After war’s end, Ballard returned with his mother to the far country he had never known, England, a damp rainy land still in ruins from the continual German bombardment. Even in Shanghai, Buck Rodgers and Superman comic books had turned his dreams toward America. The reality of the U.S., which he eventually discovered in adulthood, draws appreciative if mixed marks in Miracles of Life, but those comic books may also have planted the seeds for his imagination.
Aside from Spielberg, Ballard’s reminiscences include many references to film. “Hope itself was rationed,” he recalls of postwar Britain. “The only hope came from Hollywood films”; long queues formed in the rain for “an hour or two of American glamour.” Ballard fell in with the angry young artists of the era and discovered European art house cinema. “I saw virtually the entire repertory of French, Italian, Swedish and German films screened in England after the war,” but reserved many memories for film noir, relishing “the hard-edged American thrillers with their expressive black and white photography and brooding atmosphere, their tales of alienation and emotional betrayal.” Some of this spirit would also infiltrate Ballard’s fiction.

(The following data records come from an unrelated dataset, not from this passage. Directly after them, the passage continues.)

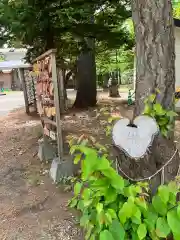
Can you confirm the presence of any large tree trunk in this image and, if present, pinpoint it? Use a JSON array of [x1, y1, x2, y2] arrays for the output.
[[74, 40, 97, 108], [117, 0, 179, 191]]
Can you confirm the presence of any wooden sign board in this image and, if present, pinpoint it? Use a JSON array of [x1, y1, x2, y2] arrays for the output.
[[112, 115, 159, 159]]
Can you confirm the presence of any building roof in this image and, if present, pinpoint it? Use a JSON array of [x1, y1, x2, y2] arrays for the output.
[[0, 60, 31, 70], [0, 48, 27, 54]]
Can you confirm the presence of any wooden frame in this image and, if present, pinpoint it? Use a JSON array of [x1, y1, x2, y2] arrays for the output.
[[33, 49, 63, 161]]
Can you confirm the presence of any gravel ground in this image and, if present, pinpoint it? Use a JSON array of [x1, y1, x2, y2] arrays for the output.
[[0, 110, 83, 240]]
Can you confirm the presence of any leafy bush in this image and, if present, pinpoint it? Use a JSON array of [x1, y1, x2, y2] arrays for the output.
[[70, 145, 180, 240]]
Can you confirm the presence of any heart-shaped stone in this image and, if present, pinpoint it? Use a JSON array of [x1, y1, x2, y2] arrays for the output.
[[112, 115, 159, 158]]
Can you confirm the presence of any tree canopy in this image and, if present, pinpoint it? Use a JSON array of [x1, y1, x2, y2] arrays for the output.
[[0, 0, 133, 65]]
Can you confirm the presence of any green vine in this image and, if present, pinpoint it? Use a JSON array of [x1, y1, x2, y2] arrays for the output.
[[70, 145, 180, 240], [143, 90, 178, 137], [69, 92, 180, 240]]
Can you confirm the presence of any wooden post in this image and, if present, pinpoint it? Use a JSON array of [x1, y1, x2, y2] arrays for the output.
[[51, 52, 63, 161], [18, 68, 29, 114], [58, 70, 66, 111]]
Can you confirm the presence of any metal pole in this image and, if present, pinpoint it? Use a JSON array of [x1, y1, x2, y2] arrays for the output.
[[51, 52, 63, 161]]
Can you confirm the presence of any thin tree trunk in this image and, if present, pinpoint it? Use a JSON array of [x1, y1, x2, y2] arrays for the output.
[[74, 40, 97, 108], [116, 0, 179, 192]]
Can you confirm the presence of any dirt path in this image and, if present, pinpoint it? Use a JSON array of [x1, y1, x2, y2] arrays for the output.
[[0, 110, 83, 240], [0, 103, 180, 240]]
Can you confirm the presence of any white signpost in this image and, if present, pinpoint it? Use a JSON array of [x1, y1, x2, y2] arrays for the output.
[[112, 115, 159, 159]]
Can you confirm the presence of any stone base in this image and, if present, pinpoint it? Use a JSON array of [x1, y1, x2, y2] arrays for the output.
[[38, 138, 57, 162], [50, 156, 79, 183]]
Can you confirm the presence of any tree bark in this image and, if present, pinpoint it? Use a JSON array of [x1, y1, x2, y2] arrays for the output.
[[74, 40, 97, 108], [116, 0, 180, 192]]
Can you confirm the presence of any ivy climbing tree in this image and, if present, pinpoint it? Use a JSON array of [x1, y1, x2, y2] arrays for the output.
[[129, 0, 180, 190]]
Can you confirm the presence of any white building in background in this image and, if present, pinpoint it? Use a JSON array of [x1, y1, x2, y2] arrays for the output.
[[134, 19, 180, 111], [0, 48, 27, 90]]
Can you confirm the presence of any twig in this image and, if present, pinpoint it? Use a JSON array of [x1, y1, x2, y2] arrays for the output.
[[116, 149, 178, 182]]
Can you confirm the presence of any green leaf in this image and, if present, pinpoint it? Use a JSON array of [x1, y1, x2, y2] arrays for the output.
[[74, 154, 82, 164], [80, 215, 89, 227], [109, 220, 125, 240], [135, 197, 147, 210], [69, 198, 78, 208], [99, 230, 116, 240], [173, 233, 180, 240], [177, 205, 180, 219], [158, 185, 169, 204], [81, 188, 91, 200], [167, 209, 180, 234], [131, 206, 141, 224], [108, 116, 121, 123], [143, 104, 151, 115], [156, 218, 171, 238], [102, 167, 124, 190], [137, 223, 147, 240], [153, 103, 166, 116], [74, 182, 83, 196], [104, 187, 118, 203], [144, 209, 158, 232], [148, 94, 156, 103], [96, 156, 110, 171], [107, 208, 117, 219], [166, 111, 178, 117], [118, 201, 135, 224], [96, 203, 103, 214], [152, 196, 167, 216]]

The author had several brushes with the film industry before and after Empire of the Sun, including an off-the-cuff story idea transformed into an idiotic Hammer studio flick (Ballard is glad they misspelled his name in the credits) and David Cronenberg’s controversial Crash, based on his novelistic exploration of sex and car crashes, a “deviant thesis” that gave new definition to auto-eroticism. The film was largely kept from circulation in the U.S. and U.K.
Ballard wrote Miracles of Life under the sentence of death from cancer; the end was near and his memoir is a calm, forgiving reflection on a life that brought him from the exotic climes of Shanghai to an often-prophetic perspective on the present and the future.